In order to perform the context information extraction, using HAR with sound as information source, statistical features presented by Galván-Tejada et al. [32] were used. In our proposal, we construct a context sound fingerprint with 10 s of HAR that is carried out in an indoor environment. With this context, the sound fingerprint can be inferred in the indoor room where a certain activity is performed. This approach allows us to be independent of the constraints occurring in other approaches using other natural signals as mentioned before.
The main contribution of this work is the use of contextual information extracted from human activity recognition to estimate the user’s location in an indoor environment, without the need of adding devices to the user or to the environment. This approach uses sound data to estimate the location, which is present in any indoor environment and thus there is no need to generate or modify infrastructure.
This paper is organized as follows: after this introduction, in Section 2 the environmental sound data set is described in detail, as well as methods used to develop the ILS. In Section 3, the experiment using sound data from human activities and results from the experiment are shown. In Section 4, discussion and conclusions about this work are presented, and finally in Section 5 the future work is briefly described.

2. Materials and Methods

In this section, the environmental sounds that comprise the data set of human activities and their locations is described in detail, and then the methods applied to develop the indoor location estimation (ILE) model are presented next.

2.1. Data Set Description

The human activity sounds data set is comprised of ten activities and several sounds from environmental noises tagged as non-activity. These activities are commonly performed in a residential home. Brewing coffee, cooking meat, boiling eggs, dish washing, and using the microwave oven are performed at kitchen; taking a shower, hand washing, and teeth brushing occur in the bathroom; chewing food in dining room; and finally, reading a book and sounds not related to the mentioned activities, tagged as no activity in the room for resting. A brief description of the activities and the residential rooms are shown in Table 1. It is worth mentioning that kitchen and bathroom have four activities, where running water has similar background sound, adding complexity to the ILE problem. All environmental audio recordings tagged by activity and location are available on the AmiDaMi research group page (

2.2. Recording Devices

Sounds were recorded using several smartphones, with the aim of covering different specifications and recording qualities depending on the microphones embedded in these. Smartphone model, system-on-chip (SoC), and operating system (OS) are shown in Table 2; these features of hardware and software had an impact on the sound recording capabilities and process of each device.

2.3. Spatial Environments

Sounds were recorded in different residential home environments in the four selected rooms: kitchen, bathroom, dining room, and room for resting, meaning different sound reflections, construction materials, background sounds, and home appliances—especially in the kitchen (in the activities of brewing coffee, cooking meat, frying eggs, and microwave oven).

2.4. Meta-Data

Sounds sampling rates from 8 kHz to 44.1 kHz, with mono and stereo recordings were considered in this data set to create a representative sample of mobile phones’ capabilities in the market. Additionally, it allowed the inclusion of future sounds to expand the data set with new activities in different locations.

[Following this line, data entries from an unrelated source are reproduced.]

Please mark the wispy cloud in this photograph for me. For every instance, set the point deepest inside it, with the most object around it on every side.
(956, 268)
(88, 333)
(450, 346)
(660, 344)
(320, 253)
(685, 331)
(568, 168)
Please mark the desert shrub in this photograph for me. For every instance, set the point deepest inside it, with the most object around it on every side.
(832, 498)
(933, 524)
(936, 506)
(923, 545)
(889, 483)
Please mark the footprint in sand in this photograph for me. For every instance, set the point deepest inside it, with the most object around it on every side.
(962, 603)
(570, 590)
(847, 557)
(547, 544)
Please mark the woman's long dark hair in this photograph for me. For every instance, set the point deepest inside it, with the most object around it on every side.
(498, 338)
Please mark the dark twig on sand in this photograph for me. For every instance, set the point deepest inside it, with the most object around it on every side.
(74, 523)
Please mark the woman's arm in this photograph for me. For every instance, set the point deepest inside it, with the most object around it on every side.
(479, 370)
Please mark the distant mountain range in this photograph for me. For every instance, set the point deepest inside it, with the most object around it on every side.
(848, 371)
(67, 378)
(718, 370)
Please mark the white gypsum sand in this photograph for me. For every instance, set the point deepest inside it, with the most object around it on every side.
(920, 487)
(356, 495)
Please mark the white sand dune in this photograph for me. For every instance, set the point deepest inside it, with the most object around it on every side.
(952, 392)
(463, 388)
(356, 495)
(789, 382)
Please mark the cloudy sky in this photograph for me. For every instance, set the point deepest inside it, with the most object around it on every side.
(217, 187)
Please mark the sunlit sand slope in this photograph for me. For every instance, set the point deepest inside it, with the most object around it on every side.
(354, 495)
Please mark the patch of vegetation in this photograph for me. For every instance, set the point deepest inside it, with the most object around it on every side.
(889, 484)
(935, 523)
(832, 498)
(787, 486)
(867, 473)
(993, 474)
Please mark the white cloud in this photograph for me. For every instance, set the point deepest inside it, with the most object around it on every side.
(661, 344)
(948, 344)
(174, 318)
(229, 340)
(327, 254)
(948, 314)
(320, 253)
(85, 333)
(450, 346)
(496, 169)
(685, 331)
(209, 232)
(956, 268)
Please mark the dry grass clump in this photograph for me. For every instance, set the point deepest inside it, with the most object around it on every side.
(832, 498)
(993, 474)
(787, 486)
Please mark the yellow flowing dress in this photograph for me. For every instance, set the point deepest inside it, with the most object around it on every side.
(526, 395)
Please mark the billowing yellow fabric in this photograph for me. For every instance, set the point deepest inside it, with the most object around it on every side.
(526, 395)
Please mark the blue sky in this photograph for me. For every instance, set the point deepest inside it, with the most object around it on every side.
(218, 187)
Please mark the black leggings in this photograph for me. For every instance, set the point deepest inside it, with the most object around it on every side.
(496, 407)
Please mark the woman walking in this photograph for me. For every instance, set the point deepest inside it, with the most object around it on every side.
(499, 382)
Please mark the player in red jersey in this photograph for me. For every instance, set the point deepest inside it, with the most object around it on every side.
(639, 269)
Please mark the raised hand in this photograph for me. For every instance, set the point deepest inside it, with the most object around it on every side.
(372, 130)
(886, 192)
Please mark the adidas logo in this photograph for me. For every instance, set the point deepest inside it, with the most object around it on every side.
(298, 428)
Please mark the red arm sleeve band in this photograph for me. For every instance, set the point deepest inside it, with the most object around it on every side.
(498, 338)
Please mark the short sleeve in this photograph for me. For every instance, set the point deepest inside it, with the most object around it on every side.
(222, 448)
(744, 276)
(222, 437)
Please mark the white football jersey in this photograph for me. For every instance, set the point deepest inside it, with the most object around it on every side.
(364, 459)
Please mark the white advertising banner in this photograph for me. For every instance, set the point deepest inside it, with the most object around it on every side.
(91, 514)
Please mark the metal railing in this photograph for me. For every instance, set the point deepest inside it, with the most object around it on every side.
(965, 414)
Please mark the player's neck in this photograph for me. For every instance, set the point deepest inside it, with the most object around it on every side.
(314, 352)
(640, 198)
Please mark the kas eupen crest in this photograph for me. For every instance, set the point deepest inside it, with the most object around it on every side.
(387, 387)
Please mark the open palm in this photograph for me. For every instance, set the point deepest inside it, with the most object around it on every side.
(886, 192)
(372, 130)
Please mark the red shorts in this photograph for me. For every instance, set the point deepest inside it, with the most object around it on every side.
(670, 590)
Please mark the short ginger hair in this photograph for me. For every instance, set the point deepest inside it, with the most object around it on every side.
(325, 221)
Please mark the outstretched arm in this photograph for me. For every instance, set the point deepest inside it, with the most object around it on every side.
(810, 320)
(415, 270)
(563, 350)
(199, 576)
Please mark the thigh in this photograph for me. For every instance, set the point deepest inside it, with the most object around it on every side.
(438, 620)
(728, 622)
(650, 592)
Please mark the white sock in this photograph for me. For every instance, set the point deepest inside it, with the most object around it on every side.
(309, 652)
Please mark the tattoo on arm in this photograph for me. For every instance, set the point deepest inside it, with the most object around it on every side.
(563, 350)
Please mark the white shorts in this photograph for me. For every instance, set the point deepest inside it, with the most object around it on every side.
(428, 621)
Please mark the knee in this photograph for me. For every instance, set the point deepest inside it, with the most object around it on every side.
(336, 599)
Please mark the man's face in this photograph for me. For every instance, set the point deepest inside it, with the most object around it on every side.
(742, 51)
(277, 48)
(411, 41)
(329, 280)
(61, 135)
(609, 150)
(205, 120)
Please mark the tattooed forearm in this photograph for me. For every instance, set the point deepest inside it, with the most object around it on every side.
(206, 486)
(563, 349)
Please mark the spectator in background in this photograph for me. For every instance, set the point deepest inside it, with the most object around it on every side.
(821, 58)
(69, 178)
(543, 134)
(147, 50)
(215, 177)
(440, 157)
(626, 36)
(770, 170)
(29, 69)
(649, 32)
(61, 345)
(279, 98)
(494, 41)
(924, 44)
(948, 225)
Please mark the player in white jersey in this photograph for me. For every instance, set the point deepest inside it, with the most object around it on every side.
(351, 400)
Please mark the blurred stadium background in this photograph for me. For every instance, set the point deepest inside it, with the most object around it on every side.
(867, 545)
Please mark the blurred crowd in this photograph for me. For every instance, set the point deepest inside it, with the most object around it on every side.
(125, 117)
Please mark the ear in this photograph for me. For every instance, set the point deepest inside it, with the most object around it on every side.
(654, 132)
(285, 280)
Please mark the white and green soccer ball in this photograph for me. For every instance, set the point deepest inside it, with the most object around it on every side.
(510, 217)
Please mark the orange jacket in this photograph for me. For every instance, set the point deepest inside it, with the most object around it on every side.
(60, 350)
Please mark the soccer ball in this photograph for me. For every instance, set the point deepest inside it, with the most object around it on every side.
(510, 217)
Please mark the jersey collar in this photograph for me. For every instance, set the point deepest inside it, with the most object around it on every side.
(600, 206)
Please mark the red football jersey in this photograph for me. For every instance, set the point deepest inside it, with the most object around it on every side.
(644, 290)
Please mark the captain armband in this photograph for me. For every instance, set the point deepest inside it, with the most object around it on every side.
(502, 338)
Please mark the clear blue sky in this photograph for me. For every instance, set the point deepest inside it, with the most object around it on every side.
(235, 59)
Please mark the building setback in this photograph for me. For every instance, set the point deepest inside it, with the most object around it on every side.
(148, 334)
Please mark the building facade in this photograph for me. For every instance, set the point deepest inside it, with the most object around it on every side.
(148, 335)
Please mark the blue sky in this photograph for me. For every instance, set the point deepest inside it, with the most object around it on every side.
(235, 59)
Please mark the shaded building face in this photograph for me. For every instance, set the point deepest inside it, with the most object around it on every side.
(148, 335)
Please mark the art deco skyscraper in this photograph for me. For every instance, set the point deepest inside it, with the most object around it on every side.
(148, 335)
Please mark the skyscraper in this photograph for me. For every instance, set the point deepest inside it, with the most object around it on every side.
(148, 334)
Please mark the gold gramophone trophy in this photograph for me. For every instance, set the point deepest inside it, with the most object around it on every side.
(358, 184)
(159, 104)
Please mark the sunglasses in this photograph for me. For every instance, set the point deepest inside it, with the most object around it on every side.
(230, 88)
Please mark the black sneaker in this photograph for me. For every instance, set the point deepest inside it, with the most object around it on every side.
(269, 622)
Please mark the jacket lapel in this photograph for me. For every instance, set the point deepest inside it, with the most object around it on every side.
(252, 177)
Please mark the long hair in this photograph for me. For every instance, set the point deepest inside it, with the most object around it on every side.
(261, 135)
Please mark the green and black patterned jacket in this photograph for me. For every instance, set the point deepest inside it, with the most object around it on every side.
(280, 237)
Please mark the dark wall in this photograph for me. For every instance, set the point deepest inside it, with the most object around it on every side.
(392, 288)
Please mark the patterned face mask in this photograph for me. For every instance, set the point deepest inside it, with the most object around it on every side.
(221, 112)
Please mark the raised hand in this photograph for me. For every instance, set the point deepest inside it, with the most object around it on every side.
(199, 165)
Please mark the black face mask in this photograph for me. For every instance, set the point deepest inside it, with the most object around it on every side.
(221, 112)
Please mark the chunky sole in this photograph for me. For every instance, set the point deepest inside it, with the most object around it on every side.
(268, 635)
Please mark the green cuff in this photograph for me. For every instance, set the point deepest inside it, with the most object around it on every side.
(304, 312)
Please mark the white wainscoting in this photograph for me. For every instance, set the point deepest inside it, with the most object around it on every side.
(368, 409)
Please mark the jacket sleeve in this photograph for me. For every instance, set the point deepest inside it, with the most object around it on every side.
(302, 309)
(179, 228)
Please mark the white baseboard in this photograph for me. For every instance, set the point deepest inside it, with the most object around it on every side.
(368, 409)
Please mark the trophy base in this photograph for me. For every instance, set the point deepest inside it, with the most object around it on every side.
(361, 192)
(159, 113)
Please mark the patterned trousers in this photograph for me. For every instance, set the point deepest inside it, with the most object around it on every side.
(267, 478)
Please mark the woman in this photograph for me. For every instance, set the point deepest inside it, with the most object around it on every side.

Table 3 shows the summary of meta-data for each performed activity in this dataset.

2.5. Data Preparation

No processing was performed on the sound files in order to keep the variations of the original sounds in the experiment [22,33]. The selected activities are normally done within 10 s to several minutes (taking a shower); therefore, activities’ sounds were trimmed into 10 s clips, allowing the ILS to estimate the location based on the activity every 10 s.

2.6. Feature Extraction

To acquire data that can potentially summarize the sound of a given activity being performed in a certain room (i.e., kitchen, bathroom, dining room, and room for resting), a feature extraction approach was performed. Each 10 s clip was converted into an integer array, where each integer represented the magnitude of the sound wave at a given time. Even though all clips had the same duration, the length of the arrays that represented them varied from 80,000 to 441,000 samples, depending on the sample rate of the original recording. In the stereo recordings, features were extracted only from the left channel, and in mono recordings features were extracted from the raw signal.
From our experience [32,34], first- and second-order statistical features can summarize the behavior of different types of natural signals [6] that can be used to develop ILE systems; additionally, other types of problems with several approaches have been tackled with statistical features [35,36,37]. Therefore, the 16 statistical features listed in Table 4 were extracted from each sample of the human activities done in each selected room.

2.7. Feature Validation

To validate the extracted features to describe the behavior of this type of signal and be useful in the indoor location problem, a genetic algorithm approach was applied to generate a genetic rank of features to visualize the performance of each feature in the final model. This process allows the evaluation of the feature’s (genes) relevance in terms of sensitivity and specificity. Based on features evaluation, an ILS model (chromosome) was developed to explore the capability of each one to explain the sound behavior, and to describe the location where the activity was done. The process of evaluating features with a genetic algorithm approach starts with a random selection of features that comprises a subset called a chromosome. Each chromosome represents a model that can predict the dependent variable with a certain level of fitness. This chromosome mutates along generations to include new genes (features) randomly and evaluate the change in terms of fitness, allowing the behavior of each feature to be evaluated. Finally, after a defined number of random evolutions of different chromosomes, a gene rank is developed which depends on the fitness achieved in the mutation process, making it possible to know the behavior and importance of each feature to model the phenomena [38].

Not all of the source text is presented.